Ces auteurs du prestigieux Karolinska Institute montrent, en outre, que l'usage d'autres drogues ne modifie que peu la significativité des résultats, qui demeurent également statistiquement significatifs après ajustement sur de possibles variables confondantes comme des manifestations possiblement prodromiques de la schizophrénie (mauvaise intégration sociale, sensibilité interpersonnelle, pauvreté des relations amoureuses et amicales...).
Etude hollandaise
Une troisième étude, hollandaise cette fois, rend compte d'un suivi prospectif (trois ans) de 4 104 sujets recrutés en population générale (4 045 sujets sans symptômes psychotiques et 59 ayant un trouble psychotique). Elle montre une forte association entre la consommation de cannabis et la schizophrénie à l'inclusion, et la survenue chez les consommateurs de cannabis, indemnes de troubles psychotiques, de troubles schizophréniques après un, puis trois ans de suivi. L'intérêt de cette étude, entre autres, est qu'elle ne s'est pas limitée aux cas de psychose repérés lors des hospitalisations (comme dans la cohorte suédoise), mais qu'elle a évalué, avec un instrument structuré de diagnostic, l'ensemble des troubles quelle que soit leur gravité.
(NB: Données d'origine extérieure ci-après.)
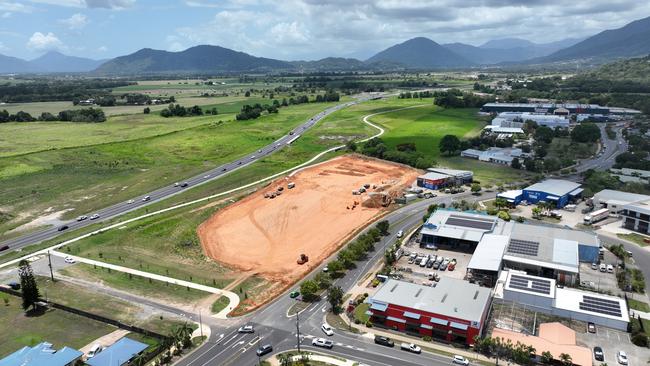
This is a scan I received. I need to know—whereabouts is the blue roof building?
[86,337,149,366]
[0,342,83,366]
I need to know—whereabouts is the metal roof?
[524,179,580,196]
[370,277,490,322]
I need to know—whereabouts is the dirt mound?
[198,156,418,284]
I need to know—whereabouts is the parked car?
[237,324,255,333]
[587,322,596,333]
[375,336,395,347]
[451,355,469,366]
[594,346,605,361]
[401,343,422,353]
[255,344,273,357]
[311,338,334,349]
[320,323,334,336]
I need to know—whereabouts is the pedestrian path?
[50,250,239,319]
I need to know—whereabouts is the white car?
[320,324,334,337]
[237,324,255,333]
[311,338,334,349]
[451,355,469,366]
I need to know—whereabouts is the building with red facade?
[368,277,491,345]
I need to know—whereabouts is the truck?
[584,208,609,225]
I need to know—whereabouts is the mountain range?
[0,17,650,76]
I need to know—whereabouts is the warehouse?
[522,179,582,208]
[367,277,491,345]
[496,271,629,331]
[492,112,571,129]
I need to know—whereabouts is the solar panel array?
[445,215,494,230]
[510,275,551,295]
[507,239,539,257]
[579,295,622,316]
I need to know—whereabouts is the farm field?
[0,103,340,238]
[198,156,419,308]
[0,294,116,358]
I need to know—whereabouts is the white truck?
[584,208,609,225]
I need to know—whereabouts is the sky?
[0,0,650,60]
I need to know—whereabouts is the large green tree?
[18,259,40,310]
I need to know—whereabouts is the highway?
[0,96,377,251]
[177,193,495,366]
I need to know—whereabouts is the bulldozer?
[296,254,309,264]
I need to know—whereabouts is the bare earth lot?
[198,156,418,287]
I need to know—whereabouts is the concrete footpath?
[50,250,239,319]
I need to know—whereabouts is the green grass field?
[60,263,210,304]
[0,296,116,358]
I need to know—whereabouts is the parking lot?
[576,326,650,366]
[395,244,471,284]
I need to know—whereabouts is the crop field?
[0,103,342,237]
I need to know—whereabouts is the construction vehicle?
[296,254,309,264]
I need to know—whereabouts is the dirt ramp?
[198,156,418,284]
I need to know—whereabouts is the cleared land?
[198,156,418,284]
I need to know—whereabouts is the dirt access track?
[198,155,419,287]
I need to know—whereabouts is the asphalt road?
[177,193,494,366]
[0,96,377,250]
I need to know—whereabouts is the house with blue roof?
[0,342,83,366]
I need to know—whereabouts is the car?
[311,338,334,349]
[320,323,334,337]
[587,322,596,333]
[255,344,273,357]
[237,324,255,333]
[375,336,395,347]
[401,343,422,353]
[86,343,104,358]
[594,346,605,361]
[451,355,469,366]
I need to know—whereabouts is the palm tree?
[560,353,573,366]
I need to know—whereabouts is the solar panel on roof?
[507,239,539,257]
[578,295,622,316]
[445,217,494,230]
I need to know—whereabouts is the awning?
[449,322,469,330]
[569,188,584,197]
[404,311,420,319]
[370,301,388,311]
[431,317,449,326]
[386,316,406,323]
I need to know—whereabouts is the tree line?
[0,108,106,123]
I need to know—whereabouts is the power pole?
[47,250,54,282]
[296,311,300,353]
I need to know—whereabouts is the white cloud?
[27,32,64,51]
[59,13,89,31]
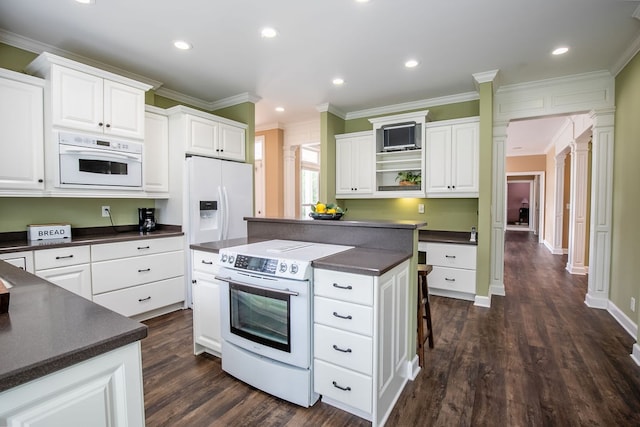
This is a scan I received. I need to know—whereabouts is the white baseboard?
[407,354,424,381]
[473,295,491,308]
[607,300,638,339]
[631,343,640,366]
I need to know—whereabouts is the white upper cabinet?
[426,117,480,197]
[27,52,151,139]
[142,107,169,193]
[336,131,374,197]
[0,70,44,194]
[167,106,247,162]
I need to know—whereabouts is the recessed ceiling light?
[173,40,193,50]
[404,59,419,68]
[260,27,278,39]
[551,46,569,55]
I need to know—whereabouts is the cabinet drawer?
[93,277,184,316]
[91,251,184,295]
[33,245,91,270]
[313,324,373,375]
[91,236,184,262]
[427,266,476,294]
[192,251,218,275]
[313,269,373,305]
[313,297,373,336]
[313,359,373,414]
[427,242,477,270]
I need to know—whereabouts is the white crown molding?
[316,102,348,120]
[0,29,162,89]
[611,30,640,77]
[345,92,480,120]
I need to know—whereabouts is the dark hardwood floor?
[142,231,640,427]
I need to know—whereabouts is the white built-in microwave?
[58,132,142,190]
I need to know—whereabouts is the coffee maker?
[138,208,156,233]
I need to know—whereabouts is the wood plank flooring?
[142,231,640,427]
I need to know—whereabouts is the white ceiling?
[0,0,640,155]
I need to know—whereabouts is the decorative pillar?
[584,108,615,308]
[282,145,298,218]
[567,140,589,275]
[551,153,567,255]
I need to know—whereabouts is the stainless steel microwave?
[58,132,142,190]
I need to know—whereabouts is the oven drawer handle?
[333,311,353,320]
[333,344,351,353]
[216,276,300,297]
[333,381,351,391]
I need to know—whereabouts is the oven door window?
[229,283,291,353]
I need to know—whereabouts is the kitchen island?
[0,261,147,426]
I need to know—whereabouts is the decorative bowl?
[309,212,344,221]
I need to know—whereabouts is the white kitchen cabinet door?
[336,132,374,196]
[216,123,246,162]
[142,111,169,193]
[192,271,222,356]
[36,264,91,300]
[0,73,44,194]
[103,80,145,139]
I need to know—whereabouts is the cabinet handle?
[333,344,351,353]
[333,311,353,320]
[333,381,351,391]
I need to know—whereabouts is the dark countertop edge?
[244,217,427,229]
[311,248,413,276]
[0,225,184,254]
[418,230,478,246]
[0,324,148,393]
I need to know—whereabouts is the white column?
[552,153,567,255]
[567,140,589,275]
[490,123,507,295]
[282,145,298,218]
[584,108,615,308]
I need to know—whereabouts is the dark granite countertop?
[311,248,413,276]
[418,230,478,246]
[0,261,147,392]
[0,225,184,253]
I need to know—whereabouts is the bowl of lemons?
[309,202,345,220]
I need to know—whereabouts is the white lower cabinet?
[91,237,185,319]
[0,341,145,427]
[191,251,222,357]
[313,260,412,426]
[34,245,91,300]
[418,242,478,301]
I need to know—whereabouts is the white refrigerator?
[183,156,253,307]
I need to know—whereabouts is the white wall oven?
[58,132,142,190]
[217,240,351,407]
Elle a ainsi pu objectiver la continuité du risque entre la survenue des symptômes, leur sévérité, et les troubles nécessitant des soins, dont l'hospitalisation. Elle souligne également l'indépendance du risque lié au cannabis et celui lié à d'autres drogues, et le fait qu'il ne résulte pas que d'un effet immédiat du produit.
Un rôle déterminant
L'invalidation des biais possibles de l'interprétation causale de la corrélation entre cannabis et schizophrénie, dans ces trois études (publiées dans le « British Medical Journal » et l'« American Journal of Epidemiology »), que ce soit l'effet-dose (linéarité du risque selon la quantité de cannabis consommé), la précession de la consommation sur la survenue des symptômes prodromiques schizophréniques, l'effet prolongé ou l'augmentation du risque selon l'ancienneté de l'exposition, ou encore l'indépendance vis-à-vis d'autres drogues, plaide en faveur du rôle déterminant du cannabis dans l'incidence de la schizophrénie. Ces conclusions ne sont pas surprenantes, dans la mesure où l'on connaît les interactions qui existent entre le tétra-hydro-cannabinol et les systèmes dopaminergiques qui sont au cœur du processus physiopathologique schizophrénique.
Le cannabis, exposant au risque de schizophrénie et aggravant le pronostic des troubles psychotiques, ne devrait donc plus être considéré comme un produit inoffensif comme l'ont suggéré certains pour argumenter sa dépénalisation.